The invention relates to a device for the flow through a reaction space and a method suitable for this purpose.
With the present device and the present method, it is now possible that a passive and non-contact, continuous flow through the reaction space can be achieved by an air pressure difference in the gas space of the reservoir for the inflow and outflow of the medium.

Description

The The invention relates to a device for the flow through a reaction space and a suitable method.

at the implementation Depletion studies in simulated water-saturated sediments have so far been either batch degradation experiments, d. H. Stand tests without flow, or flowed through once columns or repeatedly flowed through Columns, through which the test medium is conveyed by means of a peristaltic pump, used. These previously known devices and methods have some disadvantages. So batch degradation experiments are not suitable, which flowed through in one Aquifers to simulate prevailing exchanges. At one time perfused columns an inflow or outflow measurement of the test substance takes place. The residence times or contact times between the test substance and sediment are therefore limited. If the test medium is pumped by peristaltic pumps, are by entrained abrasive substances z. B. from the filler the column, Short service life due to blockage of hoses or material fatigue used materials guaranteed. The tubing used is the peristaltic pumps It is usually soft plastics with usually high absorption potential across from most potential test substances.

It is therefore an object of the invention, an easy-to-handle device to create, with a passive, non-contact, continuous flow a reaction space over a longer one Period of, for example, more than 360 days without the above Disadvantages possible becomes. It is a further object of the invention to provide an easy-to-handle To create a process by which a passive, continuous flow of a Reaction space over a longer one Period of, for example, more than 360 days without the above Disadvantages can be achieved.

outgoing from the preamble of claim 1, the object is achieved with the specified in the characterizing part of claim 1 features. Farther The object is achieved on the basis of the preamble of claim 4 according to the invention with the in the characterizing part of claim 4 specified features.
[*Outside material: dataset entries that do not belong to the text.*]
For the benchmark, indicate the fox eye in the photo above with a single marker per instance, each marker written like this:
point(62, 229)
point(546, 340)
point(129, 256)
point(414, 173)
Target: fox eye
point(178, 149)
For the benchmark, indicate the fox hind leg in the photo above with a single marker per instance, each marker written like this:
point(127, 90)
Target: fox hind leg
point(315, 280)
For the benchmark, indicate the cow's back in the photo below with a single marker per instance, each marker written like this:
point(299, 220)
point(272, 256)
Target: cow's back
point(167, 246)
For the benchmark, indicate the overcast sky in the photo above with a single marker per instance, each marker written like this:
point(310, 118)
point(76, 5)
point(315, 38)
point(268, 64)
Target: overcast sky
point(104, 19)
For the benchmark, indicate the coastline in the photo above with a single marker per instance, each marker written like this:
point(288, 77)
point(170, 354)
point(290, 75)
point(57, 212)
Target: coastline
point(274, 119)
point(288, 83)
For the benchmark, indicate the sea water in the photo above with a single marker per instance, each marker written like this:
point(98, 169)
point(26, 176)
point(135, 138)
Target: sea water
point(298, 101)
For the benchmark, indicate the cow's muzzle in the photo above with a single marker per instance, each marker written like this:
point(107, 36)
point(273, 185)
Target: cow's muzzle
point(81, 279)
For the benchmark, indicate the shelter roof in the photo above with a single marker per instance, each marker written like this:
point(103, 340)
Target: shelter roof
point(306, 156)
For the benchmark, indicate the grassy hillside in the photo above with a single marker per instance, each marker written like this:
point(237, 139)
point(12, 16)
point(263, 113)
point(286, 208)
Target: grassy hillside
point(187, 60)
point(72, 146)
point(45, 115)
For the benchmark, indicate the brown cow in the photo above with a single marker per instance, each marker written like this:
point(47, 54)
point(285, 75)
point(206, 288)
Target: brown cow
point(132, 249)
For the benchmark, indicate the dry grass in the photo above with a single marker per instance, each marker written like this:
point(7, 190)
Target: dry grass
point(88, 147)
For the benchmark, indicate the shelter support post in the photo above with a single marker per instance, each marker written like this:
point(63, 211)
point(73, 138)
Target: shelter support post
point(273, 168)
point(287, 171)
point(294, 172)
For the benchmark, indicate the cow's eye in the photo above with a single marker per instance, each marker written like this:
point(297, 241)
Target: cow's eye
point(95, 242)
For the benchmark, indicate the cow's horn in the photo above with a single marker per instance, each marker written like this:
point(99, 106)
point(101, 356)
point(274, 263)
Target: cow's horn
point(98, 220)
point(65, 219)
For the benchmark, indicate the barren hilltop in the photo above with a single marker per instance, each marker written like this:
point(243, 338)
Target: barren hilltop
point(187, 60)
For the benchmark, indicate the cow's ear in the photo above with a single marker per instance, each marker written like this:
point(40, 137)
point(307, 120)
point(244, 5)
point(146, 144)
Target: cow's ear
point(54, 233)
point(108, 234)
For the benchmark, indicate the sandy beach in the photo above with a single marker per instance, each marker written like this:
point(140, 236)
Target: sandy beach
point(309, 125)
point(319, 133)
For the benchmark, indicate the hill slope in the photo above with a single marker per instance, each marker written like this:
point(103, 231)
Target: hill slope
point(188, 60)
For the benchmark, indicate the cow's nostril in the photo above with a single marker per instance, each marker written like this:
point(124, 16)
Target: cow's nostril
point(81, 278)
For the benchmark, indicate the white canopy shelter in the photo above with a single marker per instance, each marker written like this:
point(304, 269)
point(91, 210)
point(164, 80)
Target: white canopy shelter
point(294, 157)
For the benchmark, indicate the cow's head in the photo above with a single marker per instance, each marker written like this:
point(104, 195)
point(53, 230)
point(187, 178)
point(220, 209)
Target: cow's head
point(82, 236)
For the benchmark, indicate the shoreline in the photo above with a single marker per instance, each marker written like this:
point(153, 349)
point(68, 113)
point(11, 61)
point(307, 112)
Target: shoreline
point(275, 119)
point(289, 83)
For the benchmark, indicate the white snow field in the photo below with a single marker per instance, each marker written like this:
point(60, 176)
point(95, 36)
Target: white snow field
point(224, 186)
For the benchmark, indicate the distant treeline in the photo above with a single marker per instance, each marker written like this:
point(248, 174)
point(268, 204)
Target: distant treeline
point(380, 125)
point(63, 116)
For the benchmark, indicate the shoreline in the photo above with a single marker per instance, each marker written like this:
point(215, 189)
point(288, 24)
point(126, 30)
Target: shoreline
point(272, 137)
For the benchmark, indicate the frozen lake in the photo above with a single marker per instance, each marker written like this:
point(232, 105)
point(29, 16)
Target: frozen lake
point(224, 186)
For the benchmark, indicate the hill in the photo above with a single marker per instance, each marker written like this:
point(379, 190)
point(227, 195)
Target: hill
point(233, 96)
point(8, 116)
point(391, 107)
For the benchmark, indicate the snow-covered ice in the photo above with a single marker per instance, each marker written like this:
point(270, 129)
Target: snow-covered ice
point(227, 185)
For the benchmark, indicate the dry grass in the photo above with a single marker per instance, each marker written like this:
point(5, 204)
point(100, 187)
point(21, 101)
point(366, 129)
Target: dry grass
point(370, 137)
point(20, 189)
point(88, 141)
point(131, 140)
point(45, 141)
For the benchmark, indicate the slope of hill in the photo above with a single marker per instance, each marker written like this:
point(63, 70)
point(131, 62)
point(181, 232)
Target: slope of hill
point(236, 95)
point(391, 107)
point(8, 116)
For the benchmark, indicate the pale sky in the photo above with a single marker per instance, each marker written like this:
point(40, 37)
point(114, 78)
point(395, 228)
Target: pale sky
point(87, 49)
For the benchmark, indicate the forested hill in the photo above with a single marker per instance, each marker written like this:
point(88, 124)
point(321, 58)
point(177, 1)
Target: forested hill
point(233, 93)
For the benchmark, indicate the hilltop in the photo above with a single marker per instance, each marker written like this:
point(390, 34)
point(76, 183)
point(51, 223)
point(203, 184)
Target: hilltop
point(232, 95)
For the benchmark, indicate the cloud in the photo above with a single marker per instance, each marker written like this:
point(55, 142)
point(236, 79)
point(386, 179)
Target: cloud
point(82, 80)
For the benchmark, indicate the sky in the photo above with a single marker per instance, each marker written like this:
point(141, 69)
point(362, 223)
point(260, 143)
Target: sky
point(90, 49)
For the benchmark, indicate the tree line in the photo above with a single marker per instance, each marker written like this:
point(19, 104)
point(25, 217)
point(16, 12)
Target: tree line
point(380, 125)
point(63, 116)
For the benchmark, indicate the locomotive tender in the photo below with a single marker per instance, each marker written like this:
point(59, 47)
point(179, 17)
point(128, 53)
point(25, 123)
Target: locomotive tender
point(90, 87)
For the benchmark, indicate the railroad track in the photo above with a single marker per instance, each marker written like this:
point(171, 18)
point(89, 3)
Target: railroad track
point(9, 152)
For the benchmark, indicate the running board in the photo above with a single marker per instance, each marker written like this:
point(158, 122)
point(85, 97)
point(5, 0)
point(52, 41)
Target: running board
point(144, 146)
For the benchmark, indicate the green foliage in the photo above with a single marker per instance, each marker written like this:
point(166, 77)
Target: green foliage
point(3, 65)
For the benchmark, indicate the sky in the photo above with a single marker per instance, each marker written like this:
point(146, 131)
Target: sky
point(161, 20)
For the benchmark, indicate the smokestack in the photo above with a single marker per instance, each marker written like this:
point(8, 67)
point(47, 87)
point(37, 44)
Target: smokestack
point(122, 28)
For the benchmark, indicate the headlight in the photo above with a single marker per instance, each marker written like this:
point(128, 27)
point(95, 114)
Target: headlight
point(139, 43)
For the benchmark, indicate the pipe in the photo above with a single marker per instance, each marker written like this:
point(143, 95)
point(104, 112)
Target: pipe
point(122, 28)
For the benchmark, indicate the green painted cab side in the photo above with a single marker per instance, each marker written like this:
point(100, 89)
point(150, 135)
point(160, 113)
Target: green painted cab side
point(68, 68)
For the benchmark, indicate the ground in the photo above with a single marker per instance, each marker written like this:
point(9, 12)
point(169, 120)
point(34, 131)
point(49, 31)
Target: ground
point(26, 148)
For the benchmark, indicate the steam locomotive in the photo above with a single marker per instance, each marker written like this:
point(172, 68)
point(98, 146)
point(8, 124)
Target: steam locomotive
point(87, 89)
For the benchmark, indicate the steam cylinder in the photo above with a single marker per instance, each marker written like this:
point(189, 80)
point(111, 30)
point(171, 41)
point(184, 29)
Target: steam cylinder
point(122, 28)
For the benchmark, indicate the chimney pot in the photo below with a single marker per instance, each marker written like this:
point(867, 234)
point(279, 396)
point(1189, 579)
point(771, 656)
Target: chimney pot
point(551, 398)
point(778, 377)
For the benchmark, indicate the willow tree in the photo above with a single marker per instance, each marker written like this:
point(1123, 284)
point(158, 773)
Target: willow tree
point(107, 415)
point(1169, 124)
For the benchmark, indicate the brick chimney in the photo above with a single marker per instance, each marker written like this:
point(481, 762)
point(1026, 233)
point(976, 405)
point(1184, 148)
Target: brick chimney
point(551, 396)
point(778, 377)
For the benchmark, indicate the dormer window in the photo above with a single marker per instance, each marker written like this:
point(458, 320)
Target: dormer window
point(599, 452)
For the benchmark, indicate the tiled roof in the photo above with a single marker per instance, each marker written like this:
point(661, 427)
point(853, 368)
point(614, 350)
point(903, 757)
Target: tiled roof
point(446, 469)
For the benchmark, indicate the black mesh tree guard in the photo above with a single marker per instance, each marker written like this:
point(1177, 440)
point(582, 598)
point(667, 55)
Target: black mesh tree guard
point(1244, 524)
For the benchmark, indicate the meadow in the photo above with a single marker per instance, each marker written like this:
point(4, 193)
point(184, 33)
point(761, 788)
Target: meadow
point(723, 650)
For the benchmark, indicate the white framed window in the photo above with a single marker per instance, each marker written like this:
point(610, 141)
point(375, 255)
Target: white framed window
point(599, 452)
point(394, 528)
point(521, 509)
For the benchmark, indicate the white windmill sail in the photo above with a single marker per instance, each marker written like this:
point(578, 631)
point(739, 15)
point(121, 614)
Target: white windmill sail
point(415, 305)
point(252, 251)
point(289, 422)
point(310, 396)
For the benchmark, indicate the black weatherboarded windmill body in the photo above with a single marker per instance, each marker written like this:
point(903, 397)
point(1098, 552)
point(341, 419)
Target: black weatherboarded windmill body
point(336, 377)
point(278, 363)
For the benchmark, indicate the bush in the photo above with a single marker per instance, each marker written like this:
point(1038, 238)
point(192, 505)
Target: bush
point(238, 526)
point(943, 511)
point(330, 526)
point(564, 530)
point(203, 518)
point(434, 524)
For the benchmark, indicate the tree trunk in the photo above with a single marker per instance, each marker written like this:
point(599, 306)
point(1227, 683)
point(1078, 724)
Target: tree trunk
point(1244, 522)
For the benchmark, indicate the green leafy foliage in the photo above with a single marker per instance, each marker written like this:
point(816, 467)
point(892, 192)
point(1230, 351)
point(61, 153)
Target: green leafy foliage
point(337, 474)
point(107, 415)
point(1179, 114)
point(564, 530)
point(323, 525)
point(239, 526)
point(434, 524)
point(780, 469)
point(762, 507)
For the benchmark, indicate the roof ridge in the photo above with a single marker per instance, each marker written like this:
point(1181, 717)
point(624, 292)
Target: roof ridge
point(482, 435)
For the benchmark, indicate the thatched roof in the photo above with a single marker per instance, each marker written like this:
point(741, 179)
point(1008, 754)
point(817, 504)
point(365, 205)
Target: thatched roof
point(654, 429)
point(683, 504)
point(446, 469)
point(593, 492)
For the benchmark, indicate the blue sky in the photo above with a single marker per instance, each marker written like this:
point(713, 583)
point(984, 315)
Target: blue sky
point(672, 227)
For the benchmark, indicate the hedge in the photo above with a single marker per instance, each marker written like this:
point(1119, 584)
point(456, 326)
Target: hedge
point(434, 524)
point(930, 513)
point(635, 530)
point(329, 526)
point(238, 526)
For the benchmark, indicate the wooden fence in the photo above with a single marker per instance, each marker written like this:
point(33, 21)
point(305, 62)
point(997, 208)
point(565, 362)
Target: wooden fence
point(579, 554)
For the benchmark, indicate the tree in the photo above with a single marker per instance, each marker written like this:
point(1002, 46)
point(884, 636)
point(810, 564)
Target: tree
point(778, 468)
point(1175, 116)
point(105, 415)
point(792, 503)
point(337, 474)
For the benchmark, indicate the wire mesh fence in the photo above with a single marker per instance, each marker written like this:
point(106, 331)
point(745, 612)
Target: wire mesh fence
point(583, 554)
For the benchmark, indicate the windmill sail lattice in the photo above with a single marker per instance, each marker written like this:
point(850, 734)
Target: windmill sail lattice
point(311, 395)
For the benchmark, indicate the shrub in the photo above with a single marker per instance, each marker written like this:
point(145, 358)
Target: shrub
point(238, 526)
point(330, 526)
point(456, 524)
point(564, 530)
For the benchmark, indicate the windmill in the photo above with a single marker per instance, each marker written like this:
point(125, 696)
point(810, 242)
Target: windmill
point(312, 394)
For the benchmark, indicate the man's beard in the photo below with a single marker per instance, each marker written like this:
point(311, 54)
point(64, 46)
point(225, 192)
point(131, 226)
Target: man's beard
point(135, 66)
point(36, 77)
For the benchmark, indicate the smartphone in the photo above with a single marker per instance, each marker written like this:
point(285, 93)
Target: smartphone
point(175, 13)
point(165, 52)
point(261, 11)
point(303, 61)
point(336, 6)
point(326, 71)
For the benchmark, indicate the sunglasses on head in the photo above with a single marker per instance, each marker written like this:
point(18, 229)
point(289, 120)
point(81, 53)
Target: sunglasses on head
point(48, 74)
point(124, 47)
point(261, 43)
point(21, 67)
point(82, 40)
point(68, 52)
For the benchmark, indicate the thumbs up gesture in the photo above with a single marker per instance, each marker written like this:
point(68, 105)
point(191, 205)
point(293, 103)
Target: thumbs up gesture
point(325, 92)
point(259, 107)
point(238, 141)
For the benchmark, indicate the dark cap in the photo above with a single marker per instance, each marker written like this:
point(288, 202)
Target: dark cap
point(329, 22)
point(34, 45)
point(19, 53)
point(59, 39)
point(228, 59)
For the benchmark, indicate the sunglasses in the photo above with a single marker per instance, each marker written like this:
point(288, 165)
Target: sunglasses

In surprising Way has been shown that by an air pressure difference in the Gas space of the storage tank for the Inlet and outlet of the medium a passive and non-contact flow through the Reaction space possible is. In the context of the present invention, under the name "passive and non-contact "flow, one flow understood without involvement of a pump, which is in contact with the medium comes. The medium flowing through the reaction space flows alone due to the prevailing air pressure difference, the z. B. by a pump can be generated, between the storage containers through the reaction space. Here it may be sufficient, for example a pressure difference of about 30 to 50 mbar prevails. Depending on desired flow rate however, any pressure difference can pass through the reaction space chosen become.

Becomes in a "closed System "worked, d. H. there is no contact with the atmosphere of the environment, in the Gas space of the reservoir of the inlet z. B. by means of a pump generates an overpressure while in the gas space of the reservoir for the Drain automatically creates a negative pressure. In a further advantageous execution However, it is also possible to use the invention in an open system work. In this case, either the gas space of the reservoir of the Inflow applied an overpressure or to the gas space of the reservoir of the drain is a Low pressure applied.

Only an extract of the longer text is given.